# Orient Automatic Er2700Aw



## Tugwell Gibson (Mar 17, 2014)

I have one these puppies winging it way from Singapore. Would you lend me your thoughts on a good leather strap in black. that will go well.


----------



## Redmonds (May 30, 2013)

Tugwell Gibson said:


> I have one these puppies winging it way from Singapore. Would you lend me your thoughts on a good leather strap in black. that will go well.


I bought that symphony from creation a month ago and put it on a brown croc. It is beautiful and my favourite piece in my collection. Why buy a calatrava when you can have this?


----------



## Tugwell Gibson (Mar 17, 2014)

Thanks for the reply Redmonds.
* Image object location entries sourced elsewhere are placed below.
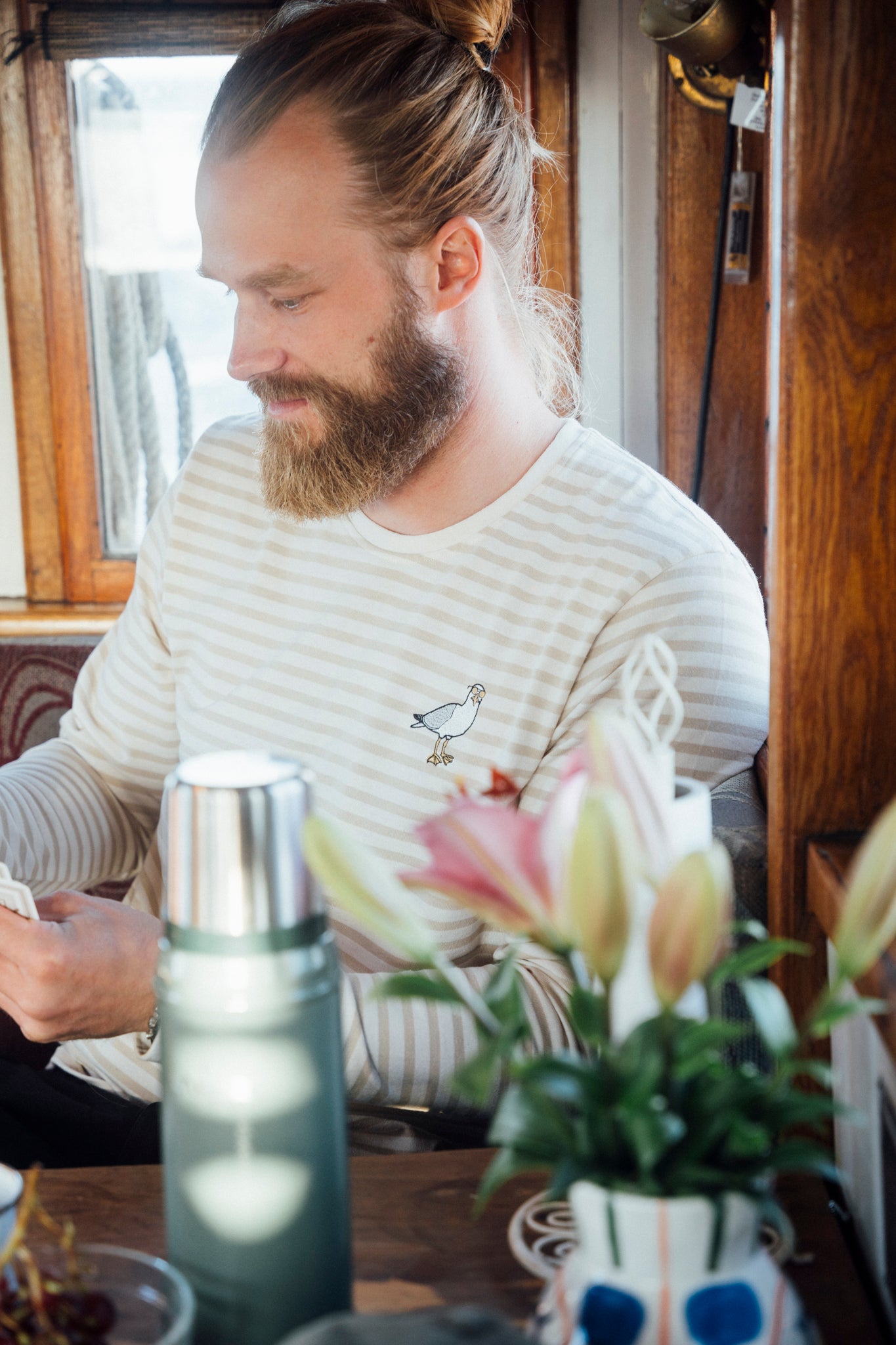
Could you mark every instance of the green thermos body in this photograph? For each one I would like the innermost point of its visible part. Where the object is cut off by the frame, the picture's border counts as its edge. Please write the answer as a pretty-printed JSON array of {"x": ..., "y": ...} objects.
[{"x": 254, "y": 1138}]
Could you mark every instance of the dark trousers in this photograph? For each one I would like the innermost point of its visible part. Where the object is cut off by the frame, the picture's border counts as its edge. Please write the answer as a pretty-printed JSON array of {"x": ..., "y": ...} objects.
[{"x": 49, "y": 1116}]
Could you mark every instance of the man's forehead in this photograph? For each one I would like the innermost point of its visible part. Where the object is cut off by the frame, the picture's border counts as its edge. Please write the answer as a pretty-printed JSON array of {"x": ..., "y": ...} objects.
[{"x": 277, "y": 276}]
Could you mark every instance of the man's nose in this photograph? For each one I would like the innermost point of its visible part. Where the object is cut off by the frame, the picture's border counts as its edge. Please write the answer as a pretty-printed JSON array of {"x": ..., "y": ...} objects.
[{"x": 254, "y": 353}]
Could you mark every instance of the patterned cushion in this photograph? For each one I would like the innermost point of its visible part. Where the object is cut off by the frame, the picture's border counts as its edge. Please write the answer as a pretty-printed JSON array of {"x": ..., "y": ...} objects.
[
  {"x": 739, "y": 822},
  {"x": 37, "y": 681}
]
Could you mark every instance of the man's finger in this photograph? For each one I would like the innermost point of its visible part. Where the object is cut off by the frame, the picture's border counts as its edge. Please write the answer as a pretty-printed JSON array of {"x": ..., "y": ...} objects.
[
  {"x": 18, "y": 935},
  {"x": 62, "y": 906}
]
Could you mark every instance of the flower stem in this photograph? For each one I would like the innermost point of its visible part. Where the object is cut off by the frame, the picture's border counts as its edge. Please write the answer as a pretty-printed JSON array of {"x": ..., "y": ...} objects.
[{"x": 475, "y": 1002}]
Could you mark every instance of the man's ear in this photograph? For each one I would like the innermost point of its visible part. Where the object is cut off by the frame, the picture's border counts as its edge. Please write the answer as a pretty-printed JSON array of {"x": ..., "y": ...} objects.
[{"x": 454, "y": 260}]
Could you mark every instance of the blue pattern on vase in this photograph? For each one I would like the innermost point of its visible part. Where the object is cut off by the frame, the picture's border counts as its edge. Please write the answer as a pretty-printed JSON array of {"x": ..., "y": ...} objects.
[
  {"x": 610, "y": 1315},
  {"x": 725, "y": 1314}
]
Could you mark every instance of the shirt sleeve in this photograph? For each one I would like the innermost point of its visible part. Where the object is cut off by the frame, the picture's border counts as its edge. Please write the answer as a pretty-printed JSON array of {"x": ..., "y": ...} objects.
[
  {"x": 710, "y": 611},
  {"x": 83, "y": 807}
]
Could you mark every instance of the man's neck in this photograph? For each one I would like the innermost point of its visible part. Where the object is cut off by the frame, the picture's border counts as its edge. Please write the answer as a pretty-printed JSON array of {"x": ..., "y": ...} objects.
[{"x": 501, "y": 433}]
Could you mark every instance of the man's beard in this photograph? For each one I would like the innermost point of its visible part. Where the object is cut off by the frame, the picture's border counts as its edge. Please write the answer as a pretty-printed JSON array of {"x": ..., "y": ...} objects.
[{"x": 370, "y": 440}]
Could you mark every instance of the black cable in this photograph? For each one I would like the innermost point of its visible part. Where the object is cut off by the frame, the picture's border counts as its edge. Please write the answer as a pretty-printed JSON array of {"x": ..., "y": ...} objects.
[{"x": 717, "y": 272}]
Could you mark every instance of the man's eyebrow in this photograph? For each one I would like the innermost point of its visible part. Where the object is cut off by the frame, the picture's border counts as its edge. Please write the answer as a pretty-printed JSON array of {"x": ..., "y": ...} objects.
[{"x": 272, "y": 277}]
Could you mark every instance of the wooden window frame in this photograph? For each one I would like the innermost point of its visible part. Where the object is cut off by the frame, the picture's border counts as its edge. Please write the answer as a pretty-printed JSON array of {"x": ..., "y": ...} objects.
[{"x": 46, "y": 292}]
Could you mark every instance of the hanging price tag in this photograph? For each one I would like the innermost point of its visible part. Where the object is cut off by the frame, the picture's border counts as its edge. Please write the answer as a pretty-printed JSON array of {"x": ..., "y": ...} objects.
[{"x": 748, "y": 108}]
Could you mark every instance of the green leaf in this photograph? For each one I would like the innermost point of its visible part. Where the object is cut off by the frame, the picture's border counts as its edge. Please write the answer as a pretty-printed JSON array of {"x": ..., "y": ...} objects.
[
  {"x": 651, "y": 1136},
  {"x": 504, "y": 997},
  {"x": 756, "y": 958},
  {"x": 771, "y": 1015},
  {"x": 803, "y": 1156},
  {"x": 414, "y": 985},
  {"x": 747, "y": 1139},
  {"x": 837, "y": 1012},
  {"x": 505, "y": 1165},
  {"x": 527, "y": 1119},
  {"x": 816, "y": 1070},
  {"x": 477, "y": 1078},
  {"x": 700, "y": 1046},
  {"x": 589, "y": 1016}
]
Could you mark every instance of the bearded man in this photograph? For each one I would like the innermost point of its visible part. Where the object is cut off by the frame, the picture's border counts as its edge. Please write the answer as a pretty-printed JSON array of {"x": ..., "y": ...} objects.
[{"x": 413, "y": 523}]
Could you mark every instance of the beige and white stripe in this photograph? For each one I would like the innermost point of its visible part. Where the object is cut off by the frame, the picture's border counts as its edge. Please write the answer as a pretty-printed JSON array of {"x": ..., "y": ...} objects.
[{"x": 323, "y": 639}]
That looks very nice. the only reason im thinking black is that i have a skx007 on an oyster and additionally a brown hirsch liberty.

So I fancied really making a change with this watch. im wondering now wether plain black, plain shiny black, or croc shiny? i suppose i can get the idea

of matt by using the brown hirsch as its also 22mm.


----------



## Redmonds (May 30, 2013)

Tugwell Gibson said:


> Thanks for the reply Redmonds. That looks very nice. the only reason im thinking black is that i have a skx007 on an oyster and additionally a brown hirsch liberty.
> 
> So I fancied really making a change with this watch. im wondering now wether plain black, plain shiny black, or croc shiny? i suppose i can get the idea
> 
> of matt by using the brown hirsch as its also 22mm.
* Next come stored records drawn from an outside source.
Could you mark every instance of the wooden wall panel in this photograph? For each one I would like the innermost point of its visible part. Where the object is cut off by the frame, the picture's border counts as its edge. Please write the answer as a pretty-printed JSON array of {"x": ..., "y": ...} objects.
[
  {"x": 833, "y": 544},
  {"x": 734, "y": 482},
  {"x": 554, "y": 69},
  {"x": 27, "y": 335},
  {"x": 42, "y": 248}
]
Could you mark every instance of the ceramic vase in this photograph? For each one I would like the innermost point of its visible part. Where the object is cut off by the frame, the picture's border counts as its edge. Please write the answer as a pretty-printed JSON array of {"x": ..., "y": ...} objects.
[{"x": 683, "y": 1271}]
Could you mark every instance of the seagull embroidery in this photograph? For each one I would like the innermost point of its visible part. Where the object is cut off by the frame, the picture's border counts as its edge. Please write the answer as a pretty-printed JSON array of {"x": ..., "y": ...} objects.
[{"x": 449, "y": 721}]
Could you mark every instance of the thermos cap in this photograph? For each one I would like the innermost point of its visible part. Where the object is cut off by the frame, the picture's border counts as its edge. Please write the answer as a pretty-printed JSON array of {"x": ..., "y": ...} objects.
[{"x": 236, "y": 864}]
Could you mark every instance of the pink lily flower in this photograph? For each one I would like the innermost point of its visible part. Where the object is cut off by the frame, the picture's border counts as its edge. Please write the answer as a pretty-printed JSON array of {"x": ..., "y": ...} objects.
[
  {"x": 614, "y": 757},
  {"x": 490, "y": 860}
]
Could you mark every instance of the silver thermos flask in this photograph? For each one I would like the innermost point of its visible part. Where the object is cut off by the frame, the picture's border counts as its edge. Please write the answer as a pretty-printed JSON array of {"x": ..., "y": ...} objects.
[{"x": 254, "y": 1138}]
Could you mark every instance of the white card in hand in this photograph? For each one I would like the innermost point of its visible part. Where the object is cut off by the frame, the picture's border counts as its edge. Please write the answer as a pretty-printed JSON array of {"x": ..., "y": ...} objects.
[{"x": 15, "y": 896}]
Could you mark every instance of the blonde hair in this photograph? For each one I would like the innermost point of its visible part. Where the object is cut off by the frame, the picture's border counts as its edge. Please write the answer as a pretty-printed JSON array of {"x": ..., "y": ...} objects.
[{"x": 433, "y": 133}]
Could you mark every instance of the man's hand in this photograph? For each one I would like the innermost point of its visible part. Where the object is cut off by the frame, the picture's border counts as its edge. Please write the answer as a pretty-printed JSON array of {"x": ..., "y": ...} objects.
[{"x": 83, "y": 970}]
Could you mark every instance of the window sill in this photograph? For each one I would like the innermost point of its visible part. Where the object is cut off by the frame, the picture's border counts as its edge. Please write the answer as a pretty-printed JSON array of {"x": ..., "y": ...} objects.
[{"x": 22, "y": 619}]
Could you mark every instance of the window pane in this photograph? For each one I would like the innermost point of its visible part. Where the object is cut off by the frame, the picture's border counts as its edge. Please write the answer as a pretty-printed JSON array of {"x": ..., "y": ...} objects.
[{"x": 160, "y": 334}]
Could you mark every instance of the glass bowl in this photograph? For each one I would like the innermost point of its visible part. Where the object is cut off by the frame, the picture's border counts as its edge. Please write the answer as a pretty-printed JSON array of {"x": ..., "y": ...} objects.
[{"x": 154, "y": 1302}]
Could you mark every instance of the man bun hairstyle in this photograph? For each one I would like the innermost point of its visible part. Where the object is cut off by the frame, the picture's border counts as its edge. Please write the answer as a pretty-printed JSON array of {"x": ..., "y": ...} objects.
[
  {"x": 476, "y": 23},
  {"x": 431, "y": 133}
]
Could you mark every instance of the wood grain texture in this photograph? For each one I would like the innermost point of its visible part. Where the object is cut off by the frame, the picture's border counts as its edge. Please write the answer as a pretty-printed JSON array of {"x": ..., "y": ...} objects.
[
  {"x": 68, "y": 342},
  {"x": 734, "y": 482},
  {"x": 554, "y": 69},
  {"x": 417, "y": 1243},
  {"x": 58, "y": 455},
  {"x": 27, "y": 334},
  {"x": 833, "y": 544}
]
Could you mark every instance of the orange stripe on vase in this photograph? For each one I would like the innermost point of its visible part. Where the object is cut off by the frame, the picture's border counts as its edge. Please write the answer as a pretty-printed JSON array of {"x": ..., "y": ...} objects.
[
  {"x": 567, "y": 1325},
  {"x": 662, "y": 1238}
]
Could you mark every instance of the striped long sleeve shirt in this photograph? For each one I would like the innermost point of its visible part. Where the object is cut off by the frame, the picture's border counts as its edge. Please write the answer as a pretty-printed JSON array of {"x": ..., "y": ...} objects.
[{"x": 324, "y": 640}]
I personally think that a glossed brown/black croc looks lovely. All down to personal preference really. I use mine as a dress watch which I don't wear every day so a croc is ideal, but for a sporty look, a pam style or ostrich grain would be nice for sporty occasions.
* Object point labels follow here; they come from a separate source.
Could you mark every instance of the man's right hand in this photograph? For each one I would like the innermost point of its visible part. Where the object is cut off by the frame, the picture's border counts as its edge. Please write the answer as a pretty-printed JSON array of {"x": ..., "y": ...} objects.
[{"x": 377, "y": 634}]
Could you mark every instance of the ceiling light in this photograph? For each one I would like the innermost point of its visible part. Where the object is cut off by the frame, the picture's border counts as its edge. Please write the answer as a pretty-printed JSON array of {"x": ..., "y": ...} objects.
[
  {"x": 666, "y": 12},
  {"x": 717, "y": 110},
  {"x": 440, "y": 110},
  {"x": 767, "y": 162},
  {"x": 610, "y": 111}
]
It's a shame because the steel bracelet that the watch comes on is so nice and solid (one of the bst, if not the best feeling bracelet I have had, but the links are so so stubborn to remove!


----------



## Tugwell Gibson (Mar 17, 2014)

good to hear that its good quality though. there a local jewellers who resizes the braclet for a tenner. i can leave the aggro to him

waht is a pam style? so i can google it. already looked at ostrich. thanks for that.


----------



## Redmonds (May 30, 2013)

Tugwell Gibson said:


> good to hear that its good quality though. there a local jewellers who resizes the braclet for a tenner. i can leave the aggro to him
> 
> waht is a pam style? so i can google it. already looked at ostrich. thanks for that.


A pam (Panerai) style is the sort of leather strap you would find on a Panerai watch, so generally quite thick and wide. A very nice style imo.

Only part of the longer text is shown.